2.1: Derivatives and Rates of Change

We will study a special type of limit called a derivative. These arise when we are looking at an instantaneous rate of change, the slope of a tangent line, or a velocity.

Tangents

In Section 1.4 we described the intuition behind creating a tangent line.

We saw it was a limit. Here's the definition:

The tangent line to the curve $y = f(x)$ at the point $P(a, f(a))$ is the line through $P$ with slope \[m = \lim_{x\rightarrow a}\dfrac{f(x) - f(a)}{x - a}\] if this limit exists.

Find an equation of the tangent line to the parabola $y = x^2$ at the point $P(1,1)$.

The tangent line limit is an indeterminate form. Here is an animation of the previous example:

Notice how the expression $f(x) - f(a)$ approaches $0$ and $x - a$ also approaches 0.

Because this limit is an indeterminate form, we need to simplify the expression before applying the limit.

In practice, it's easier to simplify the following equivalent expression of the slope of the tangent line: \[m = \lim_{h \rightarrow 0} \dfrac{f(a + h) - f(a)}{h}\]

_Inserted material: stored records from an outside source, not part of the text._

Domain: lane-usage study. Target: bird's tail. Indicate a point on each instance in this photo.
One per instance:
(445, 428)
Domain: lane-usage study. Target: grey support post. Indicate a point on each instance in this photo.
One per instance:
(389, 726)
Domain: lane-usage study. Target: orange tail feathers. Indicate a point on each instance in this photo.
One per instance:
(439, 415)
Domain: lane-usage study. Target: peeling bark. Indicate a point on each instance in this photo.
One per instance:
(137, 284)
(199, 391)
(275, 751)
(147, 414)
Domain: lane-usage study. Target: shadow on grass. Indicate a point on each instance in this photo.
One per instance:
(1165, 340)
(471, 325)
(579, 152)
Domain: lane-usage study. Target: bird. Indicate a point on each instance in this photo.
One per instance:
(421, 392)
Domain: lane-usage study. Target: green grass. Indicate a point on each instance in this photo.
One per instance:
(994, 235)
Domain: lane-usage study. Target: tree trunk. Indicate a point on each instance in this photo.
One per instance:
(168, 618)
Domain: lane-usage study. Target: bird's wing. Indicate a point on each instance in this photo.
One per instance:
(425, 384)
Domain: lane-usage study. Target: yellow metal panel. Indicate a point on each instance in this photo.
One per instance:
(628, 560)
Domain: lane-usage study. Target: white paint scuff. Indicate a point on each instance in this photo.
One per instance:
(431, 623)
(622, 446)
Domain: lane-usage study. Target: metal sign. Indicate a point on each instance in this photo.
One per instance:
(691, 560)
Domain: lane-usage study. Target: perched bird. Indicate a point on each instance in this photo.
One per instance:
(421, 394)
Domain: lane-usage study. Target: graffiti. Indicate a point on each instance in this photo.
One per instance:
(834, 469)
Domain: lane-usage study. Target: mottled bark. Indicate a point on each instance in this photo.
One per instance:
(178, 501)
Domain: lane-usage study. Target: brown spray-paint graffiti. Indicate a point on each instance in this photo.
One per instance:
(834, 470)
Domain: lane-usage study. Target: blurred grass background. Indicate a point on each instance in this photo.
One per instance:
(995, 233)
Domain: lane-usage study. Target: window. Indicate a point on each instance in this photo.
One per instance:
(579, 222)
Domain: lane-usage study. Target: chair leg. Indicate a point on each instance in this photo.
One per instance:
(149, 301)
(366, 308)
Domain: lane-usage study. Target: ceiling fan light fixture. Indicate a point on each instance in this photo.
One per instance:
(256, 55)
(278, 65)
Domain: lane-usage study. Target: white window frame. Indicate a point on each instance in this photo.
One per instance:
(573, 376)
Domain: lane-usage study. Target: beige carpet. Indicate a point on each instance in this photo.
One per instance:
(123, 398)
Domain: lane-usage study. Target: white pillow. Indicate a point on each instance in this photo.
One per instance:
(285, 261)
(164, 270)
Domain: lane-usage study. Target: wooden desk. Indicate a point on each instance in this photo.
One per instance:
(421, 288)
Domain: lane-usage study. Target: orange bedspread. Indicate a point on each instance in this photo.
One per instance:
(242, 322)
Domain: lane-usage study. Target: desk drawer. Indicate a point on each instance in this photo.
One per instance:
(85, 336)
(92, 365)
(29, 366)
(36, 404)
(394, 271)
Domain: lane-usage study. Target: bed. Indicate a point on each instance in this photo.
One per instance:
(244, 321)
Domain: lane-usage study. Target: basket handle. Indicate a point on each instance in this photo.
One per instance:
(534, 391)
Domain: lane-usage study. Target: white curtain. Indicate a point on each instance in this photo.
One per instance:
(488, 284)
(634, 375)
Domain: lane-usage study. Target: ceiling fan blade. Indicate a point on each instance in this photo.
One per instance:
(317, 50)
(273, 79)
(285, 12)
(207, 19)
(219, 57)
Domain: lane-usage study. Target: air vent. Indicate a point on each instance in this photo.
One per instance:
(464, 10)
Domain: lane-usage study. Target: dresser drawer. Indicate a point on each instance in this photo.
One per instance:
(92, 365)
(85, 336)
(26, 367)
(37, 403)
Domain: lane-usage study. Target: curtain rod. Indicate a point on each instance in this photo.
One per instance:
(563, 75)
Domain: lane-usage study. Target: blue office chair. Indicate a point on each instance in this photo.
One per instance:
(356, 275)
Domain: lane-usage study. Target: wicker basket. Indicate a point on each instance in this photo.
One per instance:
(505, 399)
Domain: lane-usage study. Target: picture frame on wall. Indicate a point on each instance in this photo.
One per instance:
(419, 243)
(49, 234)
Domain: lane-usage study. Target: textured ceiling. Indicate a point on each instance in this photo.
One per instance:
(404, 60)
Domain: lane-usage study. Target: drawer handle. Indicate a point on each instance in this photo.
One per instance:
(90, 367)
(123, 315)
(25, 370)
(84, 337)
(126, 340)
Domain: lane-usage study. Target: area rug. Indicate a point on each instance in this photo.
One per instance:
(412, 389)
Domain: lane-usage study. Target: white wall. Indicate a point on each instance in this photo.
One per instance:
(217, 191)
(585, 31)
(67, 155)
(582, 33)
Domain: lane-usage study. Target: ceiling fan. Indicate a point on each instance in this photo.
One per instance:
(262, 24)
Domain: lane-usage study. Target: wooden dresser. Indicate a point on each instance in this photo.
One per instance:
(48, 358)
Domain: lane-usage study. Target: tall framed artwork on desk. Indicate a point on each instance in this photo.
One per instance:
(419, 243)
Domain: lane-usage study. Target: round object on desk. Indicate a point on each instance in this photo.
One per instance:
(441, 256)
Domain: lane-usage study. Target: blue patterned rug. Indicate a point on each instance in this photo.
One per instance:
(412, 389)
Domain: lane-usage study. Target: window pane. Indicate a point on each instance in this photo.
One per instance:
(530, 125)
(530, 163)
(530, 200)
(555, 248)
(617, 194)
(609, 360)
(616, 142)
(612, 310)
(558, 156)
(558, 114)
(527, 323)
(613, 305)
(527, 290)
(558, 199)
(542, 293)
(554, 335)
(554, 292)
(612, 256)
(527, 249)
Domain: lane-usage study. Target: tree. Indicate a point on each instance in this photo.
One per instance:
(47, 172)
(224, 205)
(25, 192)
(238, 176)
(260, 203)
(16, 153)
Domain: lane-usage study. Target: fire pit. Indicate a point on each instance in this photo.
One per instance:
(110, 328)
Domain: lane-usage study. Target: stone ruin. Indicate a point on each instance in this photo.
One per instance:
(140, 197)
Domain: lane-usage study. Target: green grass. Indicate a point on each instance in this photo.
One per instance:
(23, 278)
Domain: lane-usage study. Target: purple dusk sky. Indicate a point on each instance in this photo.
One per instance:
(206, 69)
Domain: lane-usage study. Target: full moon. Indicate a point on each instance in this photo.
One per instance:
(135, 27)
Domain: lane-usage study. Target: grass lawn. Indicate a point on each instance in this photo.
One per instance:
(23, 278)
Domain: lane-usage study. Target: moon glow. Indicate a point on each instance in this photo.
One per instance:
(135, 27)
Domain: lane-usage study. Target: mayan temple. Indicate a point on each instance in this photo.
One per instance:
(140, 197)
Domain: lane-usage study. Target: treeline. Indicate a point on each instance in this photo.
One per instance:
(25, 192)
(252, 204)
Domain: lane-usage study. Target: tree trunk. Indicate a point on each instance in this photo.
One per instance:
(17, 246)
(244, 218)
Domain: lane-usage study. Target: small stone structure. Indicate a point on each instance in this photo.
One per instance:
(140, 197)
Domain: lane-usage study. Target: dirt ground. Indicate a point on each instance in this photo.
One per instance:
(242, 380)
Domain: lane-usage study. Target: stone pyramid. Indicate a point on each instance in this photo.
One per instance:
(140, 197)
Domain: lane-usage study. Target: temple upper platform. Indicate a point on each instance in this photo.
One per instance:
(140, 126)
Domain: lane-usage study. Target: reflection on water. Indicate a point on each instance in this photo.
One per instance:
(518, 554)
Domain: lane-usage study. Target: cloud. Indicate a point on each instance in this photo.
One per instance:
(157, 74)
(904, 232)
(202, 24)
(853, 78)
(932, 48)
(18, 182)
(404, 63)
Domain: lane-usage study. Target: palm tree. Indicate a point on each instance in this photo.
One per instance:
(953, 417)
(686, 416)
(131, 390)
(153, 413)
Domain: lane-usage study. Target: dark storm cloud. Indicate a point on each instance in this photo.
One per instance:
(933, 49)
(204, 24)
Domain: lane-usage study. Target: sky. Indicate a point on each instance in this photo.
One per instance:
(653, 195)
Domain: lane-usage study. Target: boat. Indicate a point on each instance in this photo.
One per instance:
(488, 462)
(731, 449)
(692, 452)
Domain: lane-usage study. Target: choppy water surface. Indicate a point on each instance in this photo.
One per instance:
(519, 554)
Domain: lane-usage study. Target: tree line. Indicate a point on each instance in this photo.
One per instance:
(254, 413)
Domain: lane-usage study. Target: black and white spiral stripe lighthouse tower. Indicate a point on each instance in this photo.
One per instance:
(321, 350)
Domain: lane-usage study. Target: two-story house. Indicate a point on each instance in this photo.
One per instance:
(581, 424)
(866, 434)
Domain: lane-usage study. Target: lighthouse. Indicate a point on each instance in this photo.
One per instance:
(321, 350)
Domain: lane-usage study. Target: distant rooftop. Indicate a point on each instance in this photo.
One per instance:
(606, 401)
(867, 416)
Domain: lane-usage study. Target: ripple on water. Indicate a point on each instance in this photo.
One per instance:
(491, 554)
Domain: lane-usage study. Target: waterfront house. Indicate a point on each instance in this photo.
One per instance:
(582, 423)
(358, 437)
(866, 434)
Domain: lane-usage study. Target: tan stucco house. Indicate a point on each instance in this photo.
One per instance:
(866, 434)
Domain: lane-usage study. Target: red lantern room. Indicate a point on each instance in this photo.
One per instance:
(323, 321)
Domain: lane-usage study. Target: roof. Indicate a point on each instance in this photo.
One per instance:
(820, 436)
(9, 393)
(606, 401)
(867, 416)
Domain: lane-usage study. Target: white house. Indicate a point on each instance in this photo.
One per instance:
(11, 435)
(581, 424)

Find an equation of the tangent line to the hyperbola $y = 3/x$ at the point $(3, 1)$.

The tangent line is sometimes called the slope of the curve because if you zoom in far enough, the curve almost looks like a straight line.

Velocities

In Section 1.4 we described dropping a ball from the CN tower and defined its velocity to be the "limit" of the average velocities over shorter and shorter time periods.

Recall that $s = f(t)$ gives the position of an object moving in a straight line $t$ seconds after rest, called the position function.

Over the time interval $[a, a+h]$, the change in position is $f(a + h) - f(a)$. Thus the average velocity is \[\text{average velocity} = \dfrac{\text{displacement}}{\text{time}} = \dfrac{f(a + h) - f(a)}{h}\]

But looking at shorter and shorter time periods of the average velocity requires $h \rightarrow 0$. Thus we have the following definition:

The instantaneous velocity $v(a)$ at time $t = a$ is the limit of the average velocities \[v(a) = \lim_{h \rightarrow 0} \dfrac{f(a + h) - f(a)}{h}\]

We now redo the problem in 1.4 but with this limit.

Suppose that a ball is dropped from the upper observation deck of the CN Tower in Toronto, 450 m above the ground. Find the instantaneous velocity of the ball after 5 seconds.

Derivatives

Notice how the same limit \[\lim_{h\rightarrow 0} \dfrac{f(a + h) - f(a)}{h}\] occurred when we wanted to calculate a "rate of change." This limit appears often enough so we give it a name:

The derivative of a function $f$ at a number $a$, denoted by $f'(a)$ is \[f'(a) = \lim_{h\rightarrow 0} \dfrac{f(a+h) - f(a)}{h}\] if this limit exists.

The derivative can take on three interpretations:

It is the slope of the tangent line at $x = a$.
It is the "instantaneous rate of change" at $x = a$. For example:
- If $s(t)$ is a position function, then $s'(a)$ is the instantaneous velocity at the moment in time $t = a$.
- Think of this interpretation as how fast the heights $f(x)$ are changing at the $x$-value $a$.
It is the slope of the curve at $x = a$. In particular, you should think of the tangent line as an "approximation" to the function $f(x)$.

Find the derivative of the function $f(x) = x^2 - 8x + 9$ at the number $a$.

The slope of the tangent line is the derivative.

Thus the tangent line to $y = f(x)$ at $(a, f(a))$ is the line through $(a, f(a))$ whose slope is $f'(a)$.

The general equation can be described with point-slope form.

Suppose $f(x)$ is a function. The equation of the tangent line at the point $(a, f(a))$ is \[y - f(a) = f'(a) (x - a)\]

Find an equation of the tangent line to the parabola $y = x^2 - 8x + 9$ at the point $(3, -6)$.